Como nós lidamos com o aquecimento dos túneis de corte de vidro grosso
Cortar vidro grosso é um processo muito delicado. Se o estresse térmico não for controlado corretamente, o vidro não apenas racha, mas se quebra de maneira imprevisível.
Nos fornos utilizados para esse tipo de corte, as lâmpadas infravermelhas padrão geralmente não são suficientes. Isso resulta em pontos frios que prejudicam a qualidade do corte. Por isso, construímos unidades infravermelhas contínuas que se estendem por mais de 2 metros. É a solução mais eficaz.
Os desafios relacionados à distribuição do calor
O problema é que, quando o elemento de aquecimento ultrapassa os 2 metros, há uma queda de tensão significativa.

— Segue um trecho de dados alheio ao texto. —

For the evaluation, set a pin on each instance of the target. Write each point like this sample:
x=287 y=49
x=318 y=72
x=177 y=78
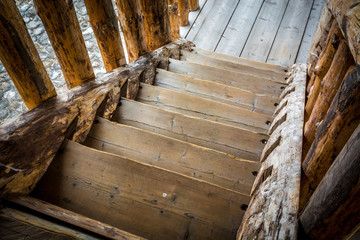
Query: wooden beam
x=104 y=23
x=21 y=59
x=63 y=29
x=133 y=28
x=333 y=210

Não dá para simplesmente esticar uma lâmpada padrão e esperar pelo melhor resultado.
Gastamos muito tempo ajustando a potência e a tensão. Por quê? Porque queremos que o calor seja igual em cada centímetro do vidro. Caso contrário, o centro do vidro fica extremamente quente, enquanto as bordas ficam pouco quentes.
Utilizamos um layout contínuo. Ao dispor essas unidades em uma única linha, eliminamos os espaços vazios que existem nas montagens modulares. Sem espaços vazios, sem pontos frios. Simples.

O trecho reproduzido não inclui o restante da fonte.